Location
- Country: Brazil
- State: Pará

Physical characteristics
- • location: Mondongo swamps, Marajó
- • location: South Channel, Amazon River
- • coordinates: 0°13′50″S 49°25′20″W﻿ / ﻿0.23056°S 49.42222°W

= Arapixi River =

The Arapixi River (Rio Arapixi) is a river of Marajó, which itself is an island in the Amazon Delta. It is located in the state Pará in northern Brazil.

Its source is in the municipality Chaves, in the swamp areas called mondongos that are normally flooded during the wet season. It starts as a stream called Igarapé Fundo and is fed by the Igarapé dos Cajueiros, Igarapé da Mandioca, Igarapé Santa Maria, Santo Antônio River, Juncal River and Egito River. There is a sandbank near its mouth in the South Channel (Canal Sul) of the Amazon that only enables boats to enter during high tides.

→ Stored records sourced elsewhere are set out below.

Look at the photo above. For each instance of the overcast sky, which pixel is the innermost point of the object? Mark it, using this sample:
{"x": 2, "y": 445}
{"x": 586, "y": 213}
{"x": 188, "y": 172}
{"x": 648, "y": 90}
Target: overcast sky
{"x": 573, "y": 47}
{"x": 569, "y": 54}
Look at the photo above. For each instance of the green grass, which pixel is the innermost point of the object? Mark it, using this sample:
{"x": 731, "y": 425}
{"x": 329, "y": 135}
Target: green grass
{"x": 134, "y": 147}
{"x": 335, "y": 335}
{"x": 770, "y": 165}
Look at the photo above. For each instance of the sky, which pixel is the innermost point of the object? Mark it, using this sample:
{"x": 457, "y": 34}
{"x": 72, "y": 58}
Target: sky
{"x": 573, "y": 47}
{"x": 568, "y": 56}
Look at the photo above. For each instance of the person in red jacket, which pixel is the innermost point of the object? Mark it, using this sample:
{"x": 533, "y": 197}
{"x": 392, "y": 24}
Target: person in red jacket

The river is winding but navigable for two thirds of its length. It runs through grassy fields with a thin line of trees on its banks.

On its right bank there is a village called São Sebastião do Arapixi with 325 inhabitants who dedicate themselves to artisanal fishing, the collection of açaí, animal husbandry and commerce.

Near the river there is an archeological site in the form of a mound called a teso. Curt Nimuendajú wanted to visit it in 1922, but didn't get permission from the land owner. In February 1944 an RAF plane crashed near the mouth of the river.